Boise Man No Longer Stranded at Airport Amid Flight Chaos
Hello, I'm the "Boise man" and I'm happy to report that finally, I'm home.
Between freezing cold temperatures, an increase in snow, and an uptick in COVID-19 cases due to this new variant--yes, I along with hundreds if not thousands of Idahoan's had a near-impossible time returning home to Boise.
The travel chaos, for me, began in Paris, France where I had my first of a few layovers after the holidays. My plane into the United States had a mechanical issue and it was NOT going to be flying out--yes, an entire international flight needed to be re-routed. The good folks at Air France saved ME for last because most people were going into major cities--the agent laughed when I said I was going to Boise--"oh, I can't get you there" he said.

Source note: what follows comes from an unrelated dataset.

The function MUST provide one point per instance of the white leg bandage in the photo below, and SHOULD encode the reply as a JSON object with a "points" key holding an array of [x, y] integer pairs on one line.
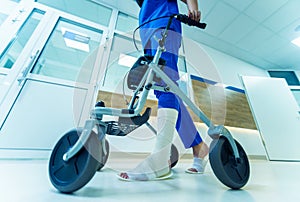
{"points": [[156, 164]]}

With COVID-19 cases going up, a new and unfamiliar variant gaining strength, and being several time zones ahead of home--I begged to just get into the United States. That's what led me to Atlanta.

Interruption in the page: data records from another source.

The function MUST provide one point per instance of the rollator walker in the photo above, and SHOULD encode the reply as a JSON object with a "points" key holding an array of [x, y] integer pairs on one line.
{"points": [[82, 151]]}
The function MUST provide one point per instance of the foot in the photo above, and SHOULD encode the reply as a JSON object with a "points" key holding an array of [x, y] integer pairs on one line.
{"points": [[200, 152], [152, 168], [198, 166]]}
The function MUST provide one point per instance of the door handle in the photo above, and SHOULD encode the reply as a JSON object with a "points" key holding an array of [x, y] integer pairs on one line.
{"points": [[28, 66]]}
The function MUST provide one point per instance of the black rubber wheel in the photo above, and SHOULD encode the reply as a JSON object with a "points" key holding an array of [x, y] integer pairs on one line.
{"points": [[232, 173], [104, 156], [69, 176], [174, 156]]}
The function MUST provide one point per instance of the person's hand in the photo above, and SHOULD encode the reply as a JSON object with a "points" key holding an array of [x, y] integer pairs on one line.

For three days, I had no boarding pass--no flight options in sight--and was simply told to "check back every two-hours" and in the Atlanta airport, that just meant going back to the line. It was disorganized, stressful, and a total mess. Three days later, I was able to secure a seat via standby status--two days earlier than expected, by the way--and return home.
While my travel woes are really nothing for you to lose sleep over, I'm most happy to share that I'm back.

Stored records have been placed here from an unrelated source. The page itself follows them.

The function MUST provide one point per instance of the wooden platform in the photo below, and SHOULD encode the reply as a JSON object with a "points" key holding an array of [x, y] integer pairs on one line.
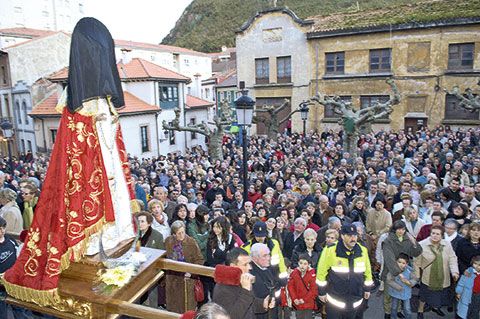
{"points": [[81, 300]]}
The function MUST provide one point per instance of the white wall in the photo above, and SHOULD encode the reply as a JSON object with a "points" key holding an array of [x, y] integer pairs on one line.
{"points": [[41, 14], [143, 90], [132, 135]]}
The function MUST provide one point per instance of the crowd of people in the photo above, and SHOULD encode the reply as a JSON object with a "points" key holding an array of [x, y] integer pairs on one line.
{"points": [[404, 212]]}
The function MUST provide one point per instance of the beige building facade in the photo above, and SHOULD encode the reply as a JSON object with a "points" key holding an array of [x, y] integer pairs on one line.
{"points": [[351, 56]]}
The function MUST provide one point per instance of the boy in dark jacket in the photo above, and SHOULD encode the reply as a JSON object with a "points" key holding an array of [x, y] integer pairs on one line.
{"points": [[303, 289]]}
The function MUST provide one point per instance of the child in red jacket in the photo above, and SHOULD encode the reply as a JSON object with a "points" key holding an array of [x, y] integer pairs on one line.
{"points": [[303, 289]]}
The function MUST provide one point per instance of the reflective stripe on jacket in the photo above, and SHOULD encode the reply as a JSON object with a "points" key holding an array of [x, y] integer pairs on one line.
{"points": [[344, 275]]}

More importantly, after speaking with TONS of different airline workers over the past several days, they all shared in one common frustration: this new COVID-19 variant is no joke and their colleagues REALLY WERE down with COVID, making a total mess of increased, holiday travel.
If there's one thing I learned--as if I didn't know this already--it's that people can be very impatient, very rude, and very selfish. If you're shopping, traveling, or just dining out these days, please remember that the world is just a little short-staffed right now and those that are in there, working to help us, deserve our appreciation--not our attitudes.